Essas estruturas simulam com precisão as condições enfrentadas pelos astronautas durante o voo. Entre os modelos, destaca-se a réplica da cápsula Orion, utilizada no treinamento da tripulação da missão Artemis II.
O ambiente da maquete reproduz fielmente a configuração interna da nave e é constantemente ajustado para refletir a organização adotada pelos astronautas durante a missão. Um exemplo é o armazenamento dos assentos utilizados no lançamento, que também é replicado na maquete.
Essa simulação permite que engenheiros e equipes de apoio testem soluções para eventuais problemas sem interferir diretamente na espaçonave em operação.

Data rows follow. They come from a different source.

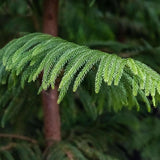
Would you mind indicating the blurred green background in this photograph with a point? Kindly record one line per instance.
(129, 28)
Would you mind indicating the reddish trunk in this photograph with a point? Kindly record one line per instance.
(50, 106)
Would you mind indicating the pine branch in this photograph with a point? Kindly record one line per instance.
(29, 55)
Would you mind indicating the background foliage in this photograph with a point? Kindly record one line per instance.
(129, 28)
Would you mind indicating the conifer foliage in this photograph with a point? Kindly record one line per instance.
(23, 59)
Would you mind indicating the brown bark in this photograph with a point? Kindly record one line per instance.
(49, 97)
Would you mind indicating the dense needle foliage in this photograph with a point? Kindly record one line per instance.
(105, 67)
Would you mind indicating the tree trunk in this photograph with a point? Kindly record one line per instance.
(51, 108)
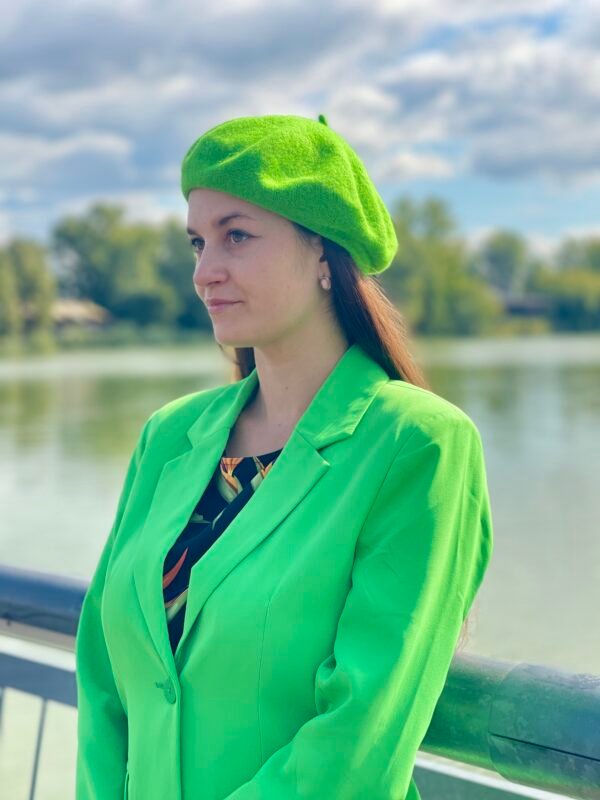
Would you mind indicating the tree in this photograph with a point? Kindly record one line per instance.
(429, 278)
(503, 260)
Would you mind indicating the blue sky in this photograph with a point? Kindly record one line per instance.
(494, 106)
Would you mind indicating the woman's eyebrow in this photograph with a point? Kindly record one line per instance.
(223, 220)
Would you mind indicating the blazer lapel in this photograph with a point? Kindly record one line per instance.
(332, 415)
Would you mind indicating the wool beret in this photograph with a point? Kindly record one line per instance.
(301, 169)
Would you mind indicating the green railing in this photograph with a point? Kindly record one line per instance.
(535, 727)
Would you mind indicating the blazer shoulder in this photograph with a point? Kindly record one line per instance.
(173, 419)
(412, 410)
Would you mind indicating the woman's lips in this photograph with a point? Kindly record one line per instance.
(221, 306)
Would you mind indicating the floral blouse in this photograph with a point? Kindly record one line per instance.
(233, 483)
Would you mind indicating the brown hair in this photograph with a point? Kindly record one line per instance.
(366, 315)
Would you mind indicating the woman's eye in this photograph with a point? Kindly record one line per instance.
(196, 242)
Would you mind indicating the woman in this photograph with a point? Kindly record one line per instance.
(276, 607)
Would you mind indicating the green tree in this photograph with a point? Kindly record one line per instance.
(429, 278)
(580, 253)
(114, 263)
(503, 260)
(574, 297)
(11, 313)
(35, 283)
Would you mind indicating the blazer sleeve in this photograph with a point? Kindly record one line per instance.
(419, 560)
(101, 719)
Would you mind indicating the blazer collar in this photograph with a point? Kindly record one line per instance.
(332, 415)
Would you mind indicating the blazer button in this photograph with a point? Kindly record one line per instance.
(168, 690)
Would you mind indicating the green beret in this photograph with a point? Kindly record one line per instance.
(301, 169)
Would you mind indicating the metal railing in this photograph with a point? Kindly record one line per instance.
(534, 726)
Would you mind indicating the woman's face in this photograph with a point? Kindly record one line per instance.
(258, 261)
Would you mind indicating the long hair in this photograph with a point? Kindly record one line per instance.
(366, 315)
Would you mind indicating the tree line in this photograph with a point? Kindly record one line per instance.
(140, 275)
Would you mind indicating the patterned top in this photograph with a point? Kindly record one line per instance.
(233, 483)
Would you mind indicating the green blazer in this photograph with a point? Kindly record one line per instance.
(319, 627)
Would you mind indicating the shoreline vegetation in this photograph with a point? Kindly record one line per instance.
(102, 281)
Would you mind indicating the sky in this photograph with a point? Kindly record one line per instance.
(492, 105)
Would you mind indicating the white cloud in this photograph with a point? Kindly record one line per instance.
(25, 156)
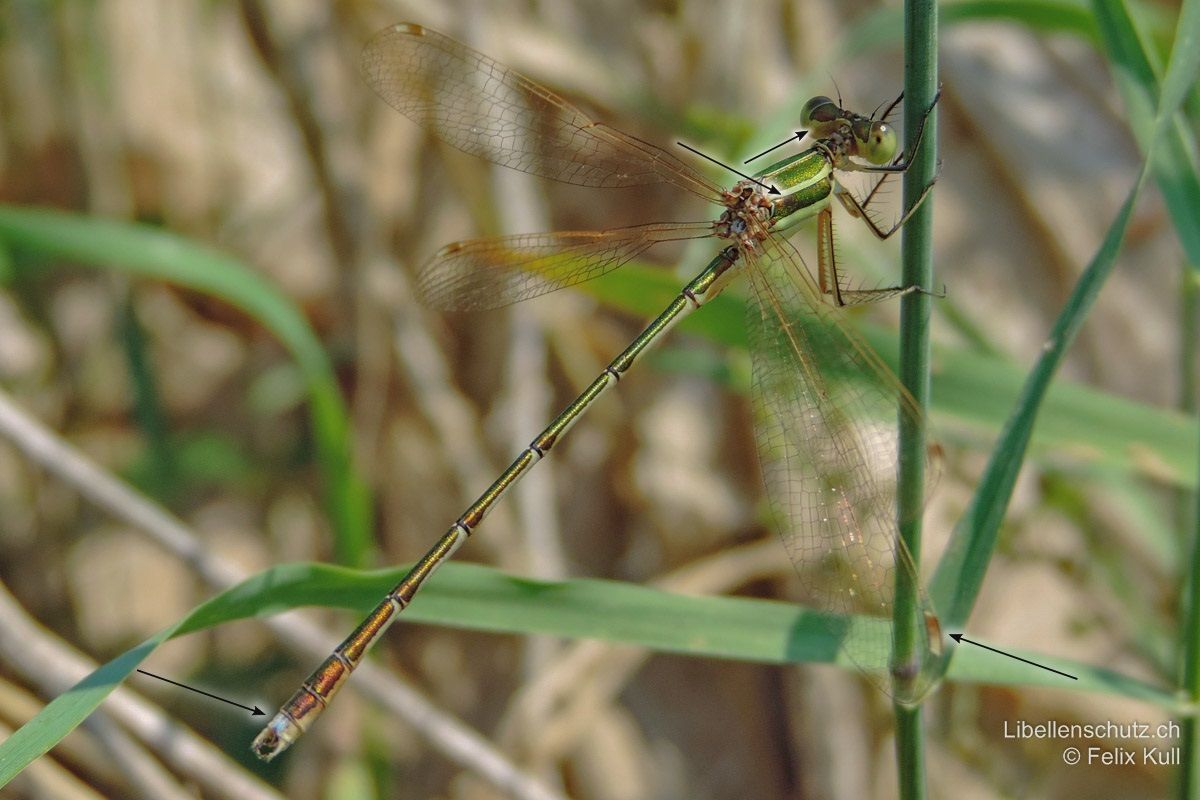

Recentemente, um contratempo envolvendo um tanque de água a bordo levou os gerentes da missão a recorrerem à maquete, onde técnicos analisaram o cenário e desenvolveram uma solução, que foi transmitida à tripulação.
A réplica também destaca elementos importantes da cápsula, como as quatro janelas principais, posicionadas lateralmente, pelas quais os astronautas realizarão registros fotográficos e observações da Lua, incluindo imagens da face oculta.
Apesar do espaço interno reduzido, a tripulação mantém um bom nível de conforto e disposição, conforme relatado. As transmissões recentes mostram os astronautas em clima positivo, mesmo diante das limitações físicas da cápsula.
A missão Artemis II, com duração de cerca de 10 dias, marca o retorno de astronautas às proximidades da Lua após mais de 50 anos. Diferente das missões Apollo, que realizaram pousos, a Artemis II tem como principal objetivo testar sistemas essenciais da nave Orion com humanos a bordo.